Pour échapper à l’immense panique qu’il sentait sourdre en lui, il chercha autour de lui un objet qu’il pût fixer ; il s’agissait de recourir à un des premiers exercices qu’il eût appris, la technique dite de Cristallisation par laquelle on fixe un seul objet concret pour reconstruire le monde à partir de cet objet. Mais tout ce qui l’entourait était étranger, mensonger, d’un autre monde ; jusqu’au plancher, qui n’était sous ses pieds qu’une vague nappe de brume. Il y avait bien un livre, celui qu’il regardait lorsqu’il avait vu entrer cette femme qui l’avait appelé d’un nom qu’il ne voulait pas se rappeler. Non, il ne voulait pas se le rappeler. Le livre : il l’avait tenu dans ses mains, il était réel, il était là. Il le prit délicatement, l’ouvrit, fixa la page ouverte.

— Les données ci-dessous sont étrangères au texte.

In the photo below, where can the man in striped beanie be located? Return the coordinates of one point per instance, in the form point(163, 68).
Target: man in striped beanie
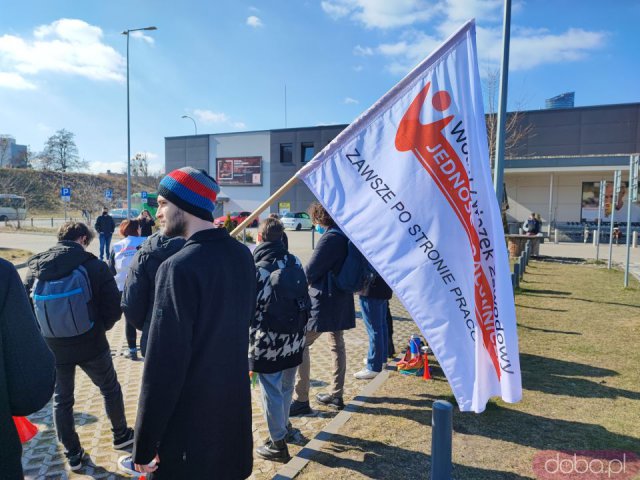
point(195, 393)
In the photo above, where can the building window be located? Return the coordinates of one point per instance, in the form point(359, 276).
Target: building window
point(286, 153)
point(307, 152)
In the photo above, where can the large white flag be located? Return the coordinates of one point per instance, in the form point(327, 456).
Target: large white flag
point(410, 183)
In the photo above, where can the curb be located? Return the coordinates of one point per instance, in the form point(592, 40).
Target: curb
point(297, 463)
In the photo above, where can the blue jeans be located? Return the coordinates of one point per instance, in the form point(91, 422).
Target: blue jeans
point(374, 314)
point(277, 389)
point(101, 372)
point(105, 244)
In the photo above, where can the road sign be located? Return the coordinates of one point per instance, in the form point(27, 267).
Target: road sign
point(65, 194)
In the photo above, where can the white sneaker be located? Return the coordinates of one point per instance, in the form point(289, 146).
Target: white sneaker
point(365, 374)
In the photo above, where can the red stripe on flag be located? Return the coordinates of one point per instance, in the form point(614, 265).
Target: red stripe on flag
point(193, 184)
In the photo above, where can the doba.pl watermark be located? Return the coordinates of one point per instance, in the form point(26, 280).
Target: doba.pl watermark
point(584, 464)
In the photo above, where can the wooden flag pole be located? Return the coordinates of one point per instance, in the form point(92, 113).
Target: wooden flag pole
point(282, 190)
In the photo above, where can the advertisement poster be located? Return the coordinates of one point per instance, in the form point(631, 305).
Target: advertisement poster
point(590, 203)
point(239, 171)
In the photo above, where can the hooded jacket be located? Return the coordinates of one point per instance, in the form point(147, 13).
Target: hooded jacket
point(104, 306)
point(27, 373)
point(271, 352)
point(195, 400)
point(332, 309)
point(138, 295)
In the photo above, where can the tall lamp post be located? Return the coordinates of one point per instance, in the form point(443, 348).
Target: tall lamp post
point(194, 122)
point(127, 32)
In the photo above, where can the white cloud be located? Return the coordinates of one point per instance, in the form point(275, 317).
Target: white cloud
point(15, 81)
point(362, 51)
point(219, 118)
point(65, 46)
point(207, 116)
point(531, 46)
point(381, 13)
point(141, 35)
point(254, 22)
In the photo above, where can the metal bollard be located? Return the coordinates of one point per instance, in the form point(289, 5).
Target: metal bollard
point(441, 433)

Des colonnes de beaux motifs vides de sens, des lignes d’une écriture à demi compréhensible qui constituait une altération des caractères qu’il avait appris à connaître dans sa jeunesse en étudiant le Premier Analecte, une déformation déroutante. Il fixa ces lignes et ne put les lire, puis un mot dont il ne connaissait pas le sens jaillit de ces hiéroglyphes, le premier mot :

La voie…

Ses yeux allaient du livre à la main qui le tenait. À qui était cette main qui, sous un soleil étranger, était devenue si brune et couturée de cicatrices ? À qui ?

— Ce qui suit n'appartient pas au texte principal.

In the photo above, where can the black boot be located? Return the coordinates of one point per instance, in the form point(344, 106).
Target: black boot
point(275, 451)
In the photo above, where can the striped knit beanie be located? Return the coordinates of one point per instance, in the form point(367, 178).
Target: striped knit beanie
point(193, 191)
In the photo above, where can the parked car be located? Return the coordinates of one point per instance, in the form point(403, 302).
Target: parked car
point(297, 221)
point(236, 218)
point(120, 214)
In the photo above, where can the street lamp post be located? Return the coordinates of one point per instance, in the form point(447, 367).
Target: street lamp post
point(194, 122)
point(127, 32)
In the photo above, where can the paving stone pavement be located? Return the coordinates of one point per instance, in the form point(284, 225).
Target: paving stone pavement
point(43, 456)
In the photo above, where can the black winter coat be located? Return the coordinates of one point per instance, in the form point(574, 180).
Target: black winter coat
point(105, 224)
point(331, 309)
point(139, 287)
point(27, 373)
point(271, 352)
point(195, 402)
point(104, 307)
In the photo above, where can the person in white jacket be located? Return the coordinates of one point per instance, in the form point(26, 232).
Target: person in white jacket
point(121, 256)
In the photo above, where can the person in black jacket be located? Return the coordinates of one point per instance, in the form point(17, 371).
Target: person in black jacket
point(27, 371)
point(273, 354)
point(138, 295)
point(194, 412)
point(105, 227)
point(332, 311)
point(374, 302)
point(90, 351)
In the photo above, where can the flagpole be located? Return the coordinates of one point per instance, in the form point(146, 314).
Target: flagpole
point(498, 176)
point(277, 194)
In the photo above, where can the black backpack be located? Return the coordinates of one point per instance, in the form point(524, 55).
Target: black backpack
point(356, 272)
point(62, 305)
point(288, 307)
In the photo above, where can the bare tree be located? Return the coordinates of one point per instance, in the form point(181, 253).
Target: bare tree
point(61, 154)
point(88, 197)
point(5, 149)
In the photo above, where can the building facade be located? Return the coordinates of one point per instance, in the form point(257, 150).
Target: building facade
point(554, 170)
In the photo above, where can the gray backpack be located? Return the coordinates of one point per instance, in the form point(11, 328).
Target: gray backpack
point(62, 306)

La voie que l’on peut suivre

n’est pas la Voie éternelle

Le nom…

Il ne voulait pas se rappeler le nom ; il ne voulait pas le lire. Il avait lu ces mots en songe, dans un long sommeil, une mort, un rêve.

Le nom que l’on peut donner

n’est pas le Nom éternel.

Et ces mots firent surgir le rêve en un élan irrésistible, comme une vague qui submergea Ramarren, puis se brisa.

Il était Falk, il était Ramarren. Il était le fou et le sage : un seul homme né deux fois.


En ces premières heures effroyables, il pria et supplia d’être délivré tantôt d’un moi, tantôt de l’autre. Il lui arriva de hurler son angoisse dans sa langue natale sans pouvoir comprendre les paroles qu’il avait prononcées, et c’était si angoissant que, dans son extrême misère, il en pleura ; c’était Falk qui ne comprenait pas, mais Ramarren qui pleurait.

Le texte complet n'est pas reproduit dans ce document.